Jack Cheevers, a spokesman for the Centers for Medicare and Medicaid Services, said Wednesday that the hospital is certified to participate in Medicare. “CMS is reviewing the hospital’s status. We have no other comment at this time,” Cheevers wrote in an email.

Singh said it’s not unusual for CMS to threaten ouster from Medicare as a stick for hospitals to come into compliance. What’s most important is correcting the deficiencies, and the Modesto hospital is doing more than what’s required.

The owner said the public should know that Central Valley operates in the long-term acute care industry, a health sector that cares for patients with some of the most complex conditions. Due to the poor condition of many patients, mortality rates are higher than in regular hospitals, and it invariably leads to complaints, Singh said.

He printed out Yelp comments that panned all of the LTAC facilities from San Francisco to Southern California.

To separate itself from the pack, Central Valley highlights its 67 percent rate of weaning patients off ventilators. Its success with those patients is consistently better than the national rate, which currently is 59 percent, and is attributed to innovations in getting patients to break reliance on breathing devices.

The hospital’s top executives said careful management of patients limited hospital readmissions to less than 5 percent in November and December of last year and 7 percent in October.

The Modesto hospital has arrangements with five pulmonologists, or lung specialists, so physicians are available daily to visit patients needing that care.

North said the hospital has invested in a bedside monitoring system, called SafetyNet, that records respiratory and heart rate, blood pressure, blood oxygen and other patient data and sends a text message to staff if there’s a concern.
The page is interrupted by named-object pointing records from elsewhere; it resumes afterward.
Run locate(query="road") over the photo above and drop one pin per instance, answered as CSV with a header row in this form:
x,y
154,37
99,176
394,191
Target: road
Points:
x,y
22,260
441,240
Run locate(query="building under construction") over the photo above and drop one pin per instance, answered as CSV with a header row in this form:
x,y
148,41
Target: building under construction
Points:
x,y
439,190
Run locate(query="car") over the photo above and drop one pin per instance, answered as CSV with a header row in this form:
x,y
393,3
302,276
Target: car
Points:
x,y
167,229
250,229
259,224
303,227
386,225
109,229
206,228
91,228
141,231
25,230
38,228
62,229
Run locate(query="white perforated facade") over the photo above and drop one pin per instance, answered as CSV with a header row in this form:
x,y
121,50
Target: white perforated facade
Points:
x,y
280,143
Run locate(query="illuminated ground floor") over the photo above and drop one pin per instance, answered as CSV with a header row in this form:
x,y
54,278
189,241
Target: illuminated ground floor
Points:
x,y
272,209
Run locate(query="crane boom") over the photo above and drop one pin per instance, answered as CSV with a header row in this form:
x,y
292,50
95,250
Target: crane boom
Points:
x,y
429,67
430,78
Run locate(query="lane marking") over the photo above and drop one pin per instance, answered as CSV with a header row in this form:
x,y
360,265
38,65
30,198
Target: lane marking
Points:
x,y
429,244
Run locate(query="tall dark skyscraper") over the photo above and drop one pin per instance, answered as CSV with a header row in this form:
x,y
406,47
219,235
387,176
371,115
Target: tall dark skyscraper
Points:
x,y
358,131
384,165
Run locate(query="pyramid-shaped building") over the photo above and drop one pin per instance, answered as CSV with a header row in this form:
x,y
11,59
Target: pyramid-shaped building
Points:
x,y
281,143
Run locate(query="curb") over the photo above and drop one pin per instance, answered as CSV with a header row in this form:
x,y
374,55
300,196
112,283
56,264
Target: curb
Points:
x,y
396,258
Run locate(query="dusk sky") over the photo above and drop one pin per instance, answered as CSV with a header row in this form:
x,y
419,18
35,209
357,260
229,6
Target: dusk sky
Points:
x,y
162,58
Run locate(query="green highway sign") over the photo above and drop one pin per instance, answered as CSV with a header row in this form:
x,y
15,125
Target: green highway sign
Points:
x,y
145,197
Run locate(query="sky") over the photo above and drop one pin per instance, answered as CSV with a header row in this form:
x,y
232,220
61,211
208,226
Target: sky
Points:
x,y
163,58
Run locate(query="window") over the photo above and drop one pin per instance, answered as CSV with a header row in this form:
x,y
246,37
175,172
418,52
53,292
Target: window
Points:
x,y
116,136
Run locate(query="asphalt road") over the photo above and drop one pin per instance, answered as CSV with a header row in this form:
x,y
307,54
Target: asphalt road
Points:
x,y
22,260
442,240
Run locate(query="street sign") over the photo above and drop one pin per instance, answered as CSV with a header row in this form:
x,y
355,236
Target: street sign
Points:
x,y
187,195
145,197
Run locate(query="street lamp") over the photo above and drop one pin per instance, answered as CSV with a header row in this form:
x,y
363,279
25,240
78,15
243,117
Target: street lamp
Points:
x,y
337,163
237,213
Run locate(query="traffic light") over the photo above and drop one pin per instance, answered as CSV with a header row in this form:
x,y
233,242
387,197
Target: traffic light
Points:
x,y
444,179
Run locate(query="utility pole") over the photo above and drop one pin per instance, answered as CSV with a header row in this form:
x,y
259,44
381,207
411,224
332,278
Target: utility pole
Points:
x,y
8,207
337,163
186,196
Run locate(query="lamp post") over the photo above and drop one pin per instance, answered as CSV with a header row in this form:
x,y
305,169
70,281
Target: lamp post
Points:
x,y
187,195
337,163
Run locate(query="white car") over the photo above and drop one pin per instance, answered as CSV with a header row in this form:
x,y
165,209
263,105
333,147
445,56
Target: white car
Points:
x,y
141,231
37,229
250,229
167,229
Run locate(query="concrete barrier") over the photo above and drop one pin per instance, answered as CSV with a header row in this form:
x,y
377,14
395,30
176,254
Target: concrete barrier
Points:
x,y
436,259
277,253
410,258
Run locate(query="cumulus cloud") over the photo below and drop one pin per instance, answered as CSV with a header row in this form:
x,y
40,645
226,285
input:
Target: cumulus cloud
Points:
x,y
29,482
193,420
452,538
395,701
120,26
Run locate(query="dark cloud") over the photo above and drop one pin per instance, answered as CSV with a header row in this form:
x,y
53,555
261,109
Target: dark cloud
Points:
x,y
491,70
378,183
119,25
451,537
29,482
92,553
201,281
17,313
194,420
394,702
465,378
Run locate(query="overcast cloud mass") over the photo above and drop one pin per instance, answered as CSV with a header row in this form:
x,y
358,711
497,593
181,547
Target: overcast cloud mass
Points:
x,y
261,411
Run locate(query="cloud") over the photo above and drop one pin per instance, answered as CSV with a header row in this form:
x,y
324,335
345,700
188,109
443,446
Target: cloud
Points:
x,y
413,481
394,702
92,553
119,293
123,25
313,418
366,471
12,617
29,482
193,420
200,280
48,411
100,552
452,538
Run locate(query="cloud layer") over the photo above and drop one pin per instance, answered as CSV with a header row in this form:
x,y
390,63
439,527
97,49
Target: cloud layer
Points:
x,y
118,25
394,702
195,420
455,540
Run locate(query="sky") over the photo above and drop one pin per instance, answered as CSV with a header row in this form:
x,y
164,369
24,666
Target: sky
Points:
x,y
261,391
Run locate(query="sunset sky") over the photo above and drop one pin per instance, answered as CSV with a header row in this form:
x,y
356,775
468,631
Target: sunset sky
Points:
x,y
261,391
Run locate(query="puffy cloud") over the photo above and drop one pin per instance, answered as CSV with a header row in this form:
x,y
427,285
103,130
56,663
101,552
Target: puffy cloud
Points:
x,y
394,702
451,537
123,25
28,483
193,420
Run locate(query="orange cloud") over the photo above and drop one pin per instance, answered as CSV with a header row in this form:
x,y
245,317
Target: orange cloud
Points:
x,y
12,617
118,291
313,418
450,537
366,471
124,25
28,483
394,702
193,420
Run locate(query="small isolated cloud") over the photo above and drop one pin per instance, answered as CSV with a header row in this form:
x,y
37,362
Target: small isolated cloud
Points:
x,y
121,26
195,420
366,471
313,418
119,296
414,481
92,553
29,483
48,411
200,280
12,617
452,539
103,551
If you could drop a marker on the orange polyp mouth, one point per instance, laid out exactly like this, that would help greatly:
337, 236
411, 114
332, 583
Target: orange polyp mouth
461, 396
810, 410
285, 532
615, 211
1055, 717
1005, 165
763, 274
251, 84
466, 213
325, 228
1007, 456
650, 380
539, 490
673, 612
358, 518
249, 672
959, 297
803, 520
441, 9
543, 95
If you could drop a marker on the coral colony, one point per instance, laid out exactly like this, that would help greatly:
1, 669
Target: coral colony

“I don’t know of (other LTACs) using the SafetyNet system,” North said. “We are pending arrival for these units.”

Central Valley watched some families opt for facilities in the Bay Area or Sacramento after Medicare made its demands for corrections three months ago. But it also gets referrals from other regions when adult patients need rehab or therapy after surgery.

Robert Clark, 36, underwent a thoracic fusion surgery following a serious infection and has worked on restoring his ability to walk. The Fresno resident gave a good review of Central Valley’s staff this week.

“It is kudos to them,” Clark said. “They keep you informed on what is going on. When they say I am doing a good job, it is very encouraging.”